The last year has been characterised by big mergers, acquisitions and investments in the metals industry, not just in Russia but globally. This culminated, of course, in BHP Billiton’s £86bn bid for Rio Tinto. Indeed, recognising the strength of the mining industry in Australia, as well as the booming trade in natural resources between Australia and China, Natixis has established a desk in Sydney to complement its dedicated team in Paris. A New York desk will follow soon.
As a result, Natixis has been involved in a number of landmark, innovative deals during the past year, not least due to the improved flexibility that it has been able to offer in terms of the calculation of the borrowing base. Blanchi points to the $300m facility for Consorcio Minero (Cormin), for which Natixis acted as security agent.
“The transaction is a revolving borrowing-base facility backed by non-ferrous metals and concentrates inventory, as well as trade receivables, in Peru. For the first time, the facility includes advances to suppliers as eligible assets under the borrowing base. The transaction was successfully syndicated to a tight pool of six banks,” says Blanchi.

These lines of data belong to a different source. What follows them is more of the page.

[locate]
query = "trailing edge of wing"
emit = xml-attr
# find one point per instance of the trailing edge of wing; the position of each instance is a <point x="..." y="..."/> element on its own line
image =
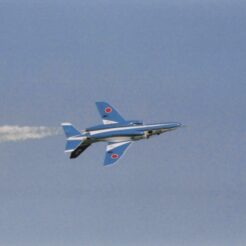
<point x="115" y="151"/>
<point x="109" y="114"/>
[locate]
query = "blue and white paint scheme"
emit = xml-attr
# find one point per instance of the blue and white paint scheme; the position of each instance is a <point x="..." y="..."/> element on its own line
<point x="115" y="130"/>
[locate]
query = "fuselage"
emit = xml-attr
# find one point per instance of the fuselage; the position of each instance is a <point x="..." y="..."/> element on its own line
<point x="129" y="131"/>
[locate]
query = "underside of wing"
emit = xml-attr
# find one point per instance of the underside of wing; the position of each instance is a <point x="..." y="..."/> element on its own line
<point x="109" y="114"/>
<point x="82" y="147"/>
<point x="115" y="151"/>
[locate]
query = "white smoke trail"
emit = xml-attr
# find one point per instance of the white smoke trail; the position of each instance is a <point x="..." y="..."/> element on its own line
<point x="21" y="133"/>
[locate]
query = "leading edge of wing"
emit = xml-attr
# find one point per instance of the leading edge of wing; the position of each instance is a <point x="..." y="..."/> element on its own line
<point x="115" y="151"/>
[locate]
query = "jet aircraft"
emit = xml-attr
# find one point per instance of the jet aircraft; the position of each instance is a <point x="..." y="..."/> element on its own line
<point x="115" y="130"/>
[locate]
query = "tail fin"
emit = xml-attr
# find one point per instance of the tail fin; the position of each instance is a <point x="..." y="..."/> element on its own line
<point x="71" y="145"/>
<point x="70" y="131"/>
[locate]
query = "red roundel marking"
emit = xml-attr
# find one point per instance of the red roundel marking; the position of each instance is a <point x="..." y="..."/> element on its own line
<point x="114" y="156"/>
<point x="108" y="110"/>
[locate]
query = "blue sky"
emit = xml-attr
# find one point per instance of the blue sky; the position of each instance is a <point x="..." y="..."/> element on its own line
<point x="156" y="61"/>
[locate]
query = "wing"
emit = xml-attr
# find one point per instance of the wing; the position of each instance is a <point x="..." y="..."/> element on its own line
<point x="108" y="113"/>
<point x="115" y="151"/>
<point x="82" y="147"/>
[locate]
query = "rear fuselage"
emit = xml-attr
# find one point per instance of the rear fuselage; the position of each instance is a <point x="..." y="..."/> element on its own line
<point x="132" y="130"/>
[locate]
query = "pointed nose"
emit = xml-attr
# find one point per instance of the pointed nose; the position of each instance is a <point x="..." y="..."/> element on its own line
<point x="176" y="124"/>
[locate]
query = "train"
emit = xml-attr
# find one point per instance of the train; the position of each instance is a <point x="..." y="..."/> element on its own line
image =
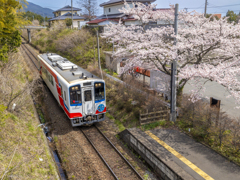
<point x="80" y="93"/>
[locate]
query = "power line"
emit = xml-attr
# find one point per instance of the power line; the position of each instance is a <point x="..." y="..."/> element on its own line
<point x="216" y="6"/>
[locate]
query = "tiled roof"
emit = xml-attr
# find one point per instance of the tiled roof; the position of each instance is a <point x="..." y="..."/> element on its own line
<point x="68" y="8"/>
<point x="96" y="21"/>
<point x="218" y="15"/>
<point x="117" y="1"/>
<point x="111" y="16"/>
<point x="67" y="15"/>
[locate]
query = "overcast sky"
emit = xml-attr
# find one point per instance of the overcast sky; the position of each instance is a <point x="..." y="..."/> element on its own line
<point x="214" y="6"/>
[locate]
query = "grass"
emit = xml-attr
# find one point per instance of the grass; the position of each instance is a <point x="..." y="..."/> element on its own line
<point x="22" y="140"/>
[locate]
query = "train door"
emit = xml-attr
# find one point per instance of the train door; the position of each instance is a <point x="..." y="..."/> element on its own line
<point x="88" y="104"/>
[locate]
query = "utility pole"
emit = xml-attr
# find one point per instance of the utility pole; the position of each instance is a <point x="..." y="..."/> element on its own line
<point x="72" y="15"/>
<point x="98" y="50"/>
<point x="99" y="63"/>
<point x="44" y="19"/>
<point x="205" y="12"/>
<point x="173" y="73"/>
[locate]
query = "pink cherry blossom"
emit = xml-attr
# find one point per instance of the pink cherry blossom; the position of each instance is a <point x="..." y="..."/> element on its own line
<point x="206" y="48"/>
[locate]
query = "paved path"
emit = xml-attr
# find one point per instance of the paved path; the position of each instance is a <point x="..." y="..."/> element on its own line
<point x="216" y="91"/>
<point x="196" y="159"/>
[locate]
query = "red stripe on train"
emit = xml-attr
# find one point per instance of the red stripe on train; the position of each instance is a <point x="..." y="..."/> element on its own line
<point x="105" y="109"/>
<point x="70" y="115"/>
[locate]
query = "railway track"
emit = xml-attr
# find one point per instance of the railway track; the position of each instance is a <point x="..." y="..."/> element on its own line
<point x="117" y="164"/>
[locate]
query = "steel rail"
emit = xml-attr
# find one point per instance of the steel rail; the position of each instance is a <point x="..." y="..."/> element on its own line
<point x="26" y="49"/>
<point x="119" y="153"/>
<point x="100" y="155"/>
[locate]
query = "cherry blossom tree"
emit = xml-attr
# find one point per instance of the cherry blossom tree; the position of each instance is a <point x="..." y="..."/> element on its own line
<point x="206" y="48"/>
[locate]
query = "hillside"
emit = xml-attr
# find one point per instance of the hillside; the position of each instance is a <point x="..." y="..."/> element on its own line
<point x="39" y="10"/>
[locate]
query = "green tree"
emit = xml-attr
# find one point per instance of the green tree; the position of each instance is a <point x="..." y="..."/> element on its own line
<point x="212" y="17"/>
<point x="68" y="22"/>
<point x="10" y="20"/>
<point x="232" y="17"/>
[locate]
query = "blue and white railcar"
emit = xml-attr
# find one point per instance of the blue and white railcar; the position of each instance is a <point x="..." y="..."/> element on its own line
<point x="80" y="93"/>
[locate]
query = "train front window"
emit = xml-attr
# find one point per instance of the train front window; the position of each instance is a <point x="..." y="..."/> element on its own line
<point x="75" y="95"/>
<point x="99" y="91"/>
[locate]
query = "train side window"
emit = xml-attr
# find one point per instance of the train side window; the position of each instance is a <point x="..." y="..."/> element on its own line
<point x="88" y="95"/>
<point x="99" y="91"/>
<point x="75" y="95"/>
<point x="61" y="91"/>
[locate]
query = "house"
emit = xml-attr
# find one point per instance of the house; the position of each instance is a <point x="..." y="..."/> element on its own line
<point x="66" y="12"/>
<point x="112" y="15"/>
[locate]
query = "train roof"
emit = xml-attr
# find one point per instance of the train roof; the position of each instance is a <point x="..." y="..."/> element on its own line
<point x="68" y="70"/>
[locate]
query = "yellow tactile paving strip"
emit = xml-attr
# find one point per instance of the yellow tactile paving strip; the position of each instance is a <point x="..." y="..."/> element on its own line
<point x="179" y="156"/>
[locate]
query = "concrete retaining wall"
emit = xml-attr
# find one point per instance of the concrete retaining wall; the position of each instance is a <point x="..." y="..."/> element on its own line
<point x="166" y="170"/>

He also highlights a $325m Duferco deal: “Natixis was mandated lead arranger (MLA) and co-ordination agent. The facility was modelled as a hybrid structure with a syndicated borrowing base loan partly secured by pledges in inventories and assignments of receivables,” he says.
Mathieu Postel, Head of Metals and Mining Producers at Natixis, highlights a number of others. “There was a record $2bn, five-year facility in favour of Mechel Yakutugol, a Russian steel and mining producer, and the country’s largest producer of coal, for which Natixis was MLA and bookrunner.
“We did another innovative $400m, four-year, dividend-based deal in favour of System Capital Management (SCM), the private Ukrainian conglomerate and main shareholder of a large steel maker group, for which Natixis acted as MLA.”
Other big deals included a $500 million dividend-based deal with EN+, Rusal’s holding company, as well as a $2.3bn pre-export financing in favour of Rusal – completed despite very challenging market conditions, says Postel.
And Dominique Fraisse, Global Deputy Head, Commodity Finance at Natixis does not believe that the pace of deal-making will slow down. “Metals prices remain at high levels. We believe that the market will remain buoyant with many opportunities for large acquisition deals in the metals sector as well as for working capital needs for all players in the commodity chain,” he says.
However, the era of the jumbo syndication is over for the time being, he adds, although there is a club of metals-focused banks willing to provide the finance that many producers need to fulfil their ambitions. Natixis is now firmly established as one of the leaders of that pack.
“We started transactional business with metals traders three years ago and it has now grown significantly – 2007 was certainly a stellar year in this respect. We now have about 60 clients in this sector and it is one of the fastest growing business segments of the bank.”